Amsterdam-based Heineken confirmed Sunday it has been approached by SABMiller regarding a potential acquisition of Heineken. The family that controls the Dutch brewer rejected the approach.
 
The development has renewed market chatter that the real end game for Belgium-based AB InBev (ABI) is buying SABMiller.
 
“SAB’s approach to Heineken could accelerate ABI’s timeline for a bid for SAB,” analysts Robert Ottenstein and Eric Serotta of New York City-based International Strategy & Investment Group said in a note. “We do believe it’s likely that SABMiller’s board expects an approach by ABI in the foreseeable future (and may already have had a soft approach) and that they are exploring all strategic options, as per their fiduciary duty.”
 
If that deal were to happen, regulators would force the combined company to shed some assets in the United States, analysts said.
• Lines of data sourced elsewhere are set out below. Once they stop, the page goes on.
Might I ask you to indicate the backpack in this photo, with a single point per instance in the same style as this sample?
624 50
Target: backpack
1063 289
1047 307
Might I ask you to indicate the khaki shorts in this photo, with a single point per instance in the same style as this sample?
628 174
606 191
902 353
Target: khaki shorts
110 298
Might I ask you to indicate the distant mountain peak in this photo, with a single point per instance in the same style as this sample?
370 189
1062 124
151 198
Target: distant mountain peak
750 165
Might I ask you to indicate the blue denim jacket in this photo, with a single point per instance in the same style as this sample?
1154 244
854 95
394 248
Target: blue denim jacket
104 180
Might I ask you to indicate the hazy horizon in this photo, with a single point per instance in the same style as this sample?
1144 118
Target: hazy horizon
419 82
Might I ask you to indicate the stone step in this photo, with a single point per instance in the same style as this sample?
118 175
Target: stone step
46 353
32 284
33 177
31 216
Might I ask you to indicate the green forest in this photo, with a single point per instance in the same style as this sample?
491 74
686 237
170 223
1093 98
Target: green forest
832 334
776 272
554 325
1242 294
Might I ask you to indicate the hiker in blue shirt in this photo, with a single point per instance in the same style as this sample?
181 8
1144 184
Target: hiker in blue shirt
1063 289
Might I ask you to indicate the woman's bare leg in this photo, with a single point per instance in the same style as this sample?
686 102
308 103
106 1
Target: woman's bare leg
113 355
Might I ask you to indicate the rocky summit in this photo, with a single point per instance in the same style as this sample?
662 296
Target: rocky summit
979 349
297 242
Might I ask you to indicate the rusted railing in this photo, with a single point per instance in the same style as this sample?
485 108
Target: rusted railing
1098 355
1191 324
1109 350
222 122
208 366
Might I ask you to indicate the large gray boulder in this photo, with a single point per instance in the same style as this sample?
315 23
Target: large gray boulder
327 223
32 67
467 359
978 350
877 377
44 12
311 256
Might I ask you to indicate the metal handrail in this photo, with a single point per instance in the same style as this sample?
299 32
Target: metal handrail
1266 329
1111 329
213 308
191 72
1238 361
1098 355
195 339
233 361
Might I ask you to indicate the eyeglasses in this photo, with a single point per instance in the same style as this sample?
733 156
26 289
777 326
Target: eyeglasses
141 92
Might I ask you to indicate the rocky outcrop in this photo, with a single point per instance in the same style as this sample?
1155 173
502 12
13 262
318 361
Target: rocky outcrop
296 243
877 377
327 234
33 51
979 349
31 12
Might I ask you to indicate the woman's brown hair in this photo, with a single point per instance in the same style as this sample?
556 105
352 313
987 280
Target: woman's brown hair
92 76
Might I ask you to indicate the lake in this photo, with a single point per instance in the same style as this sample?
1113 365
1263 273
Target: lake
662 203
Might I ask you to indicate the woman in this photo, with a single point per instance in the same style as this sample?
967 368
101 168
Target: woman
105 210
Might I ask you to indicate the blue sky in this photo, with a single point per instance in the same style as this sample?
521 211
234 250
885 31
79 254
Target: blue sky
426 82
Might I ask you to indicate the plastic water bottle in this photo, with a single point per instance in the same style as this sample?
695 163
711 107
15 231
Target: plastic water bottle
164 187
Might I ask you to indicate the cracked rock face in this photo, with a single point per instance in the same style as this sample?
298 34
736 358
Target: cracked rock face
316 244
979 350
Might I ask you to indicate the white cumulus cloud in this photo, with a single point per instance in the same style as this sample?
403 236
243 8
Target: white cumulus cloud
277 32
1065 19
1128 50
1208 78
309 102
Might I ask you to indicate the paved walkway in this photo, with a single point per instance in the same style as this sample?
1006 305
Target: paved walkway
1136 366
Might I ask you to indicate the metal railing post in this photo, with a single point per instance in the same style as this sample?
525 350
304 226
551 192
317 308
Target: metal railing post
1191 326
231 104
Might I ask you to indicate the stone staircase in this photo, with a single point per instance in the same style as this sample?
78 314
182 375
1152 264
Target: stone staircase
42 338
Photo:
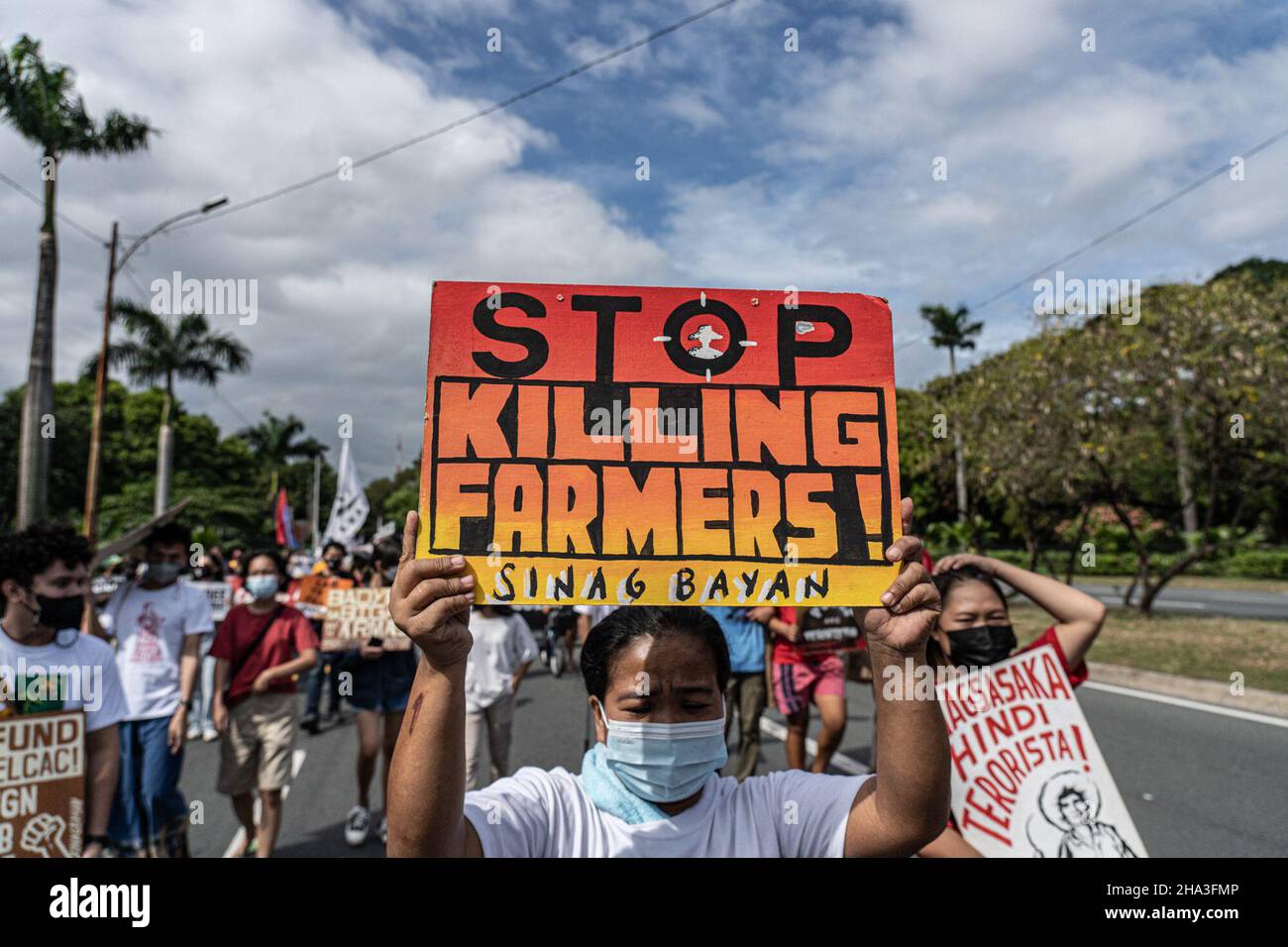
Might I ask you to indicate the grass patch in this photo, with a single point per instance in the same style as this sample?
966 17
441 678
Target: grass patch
1207 647
1189 582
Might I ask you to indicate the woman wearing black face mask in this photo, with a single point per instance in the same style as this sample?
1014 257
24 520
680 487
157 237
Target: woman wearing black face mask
974 629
And perhaps the easiest way for the newly merged company to deal with that is to sell SABMiller’s stake in its U.S. joint venture with Molson Coors, called MillerCoors.
 
MillerCoors was born in 2008, the result of a move by their parent companies to join forces against rival ABI in the highly-competitive U.S. market. The venture gave the two partners more scale and allowed them to significantly cut costs.
 
Under the deal, SABMiller has a 58% economic interest in the joint venture and Molson Coors has 42%. Voting interest is equal.
 
With a change of control, Molson Coors would be in a strong position with ABI to negotiate for the stake it doesn’t own, according to analysts Mr. Ottenstein and Mr. Serotta. They argue a transaction at 10 times estimated earnings before interest, taxes, depreciation and amortization for fiscal 2014 “would be highly accretive” for Molson Coors, even if it has to issue equity to finance a portion of the estimated US$9.8-billion purchase price.
 
“There is a long way to go before this situation gets to the point where Molson Coors will benefit,” Don Bilson, an analyst with Gordon Haskett Research, said in a note. “But this party finally looks like it is getting started and we like the prospects for Molson Coors.”
 
A standstill clause contained in the MillerCoors joint venture operating agreement states that the partners have agreed that neither will seek to acquire ownership or control of the other until 10 years after closing of the deal, namely 2018. But that doesn’t prevent them from talking about such a formal tie-up as long as they keep such conversations private.
 
“We continue to believe Molson Coors would be the best fit for SAB,” Credit Suisse analyst Sanjeet Aujla said in a research note.
 
Bloomberg data shows global brewing mergers and acquisitions have totaled US$90-billion since 2008, slowing to US$5.5-billion last year. ABI has moved quickest in gobbling up rivals, doing close to US$100-billion worth of acquisitions over the past decade.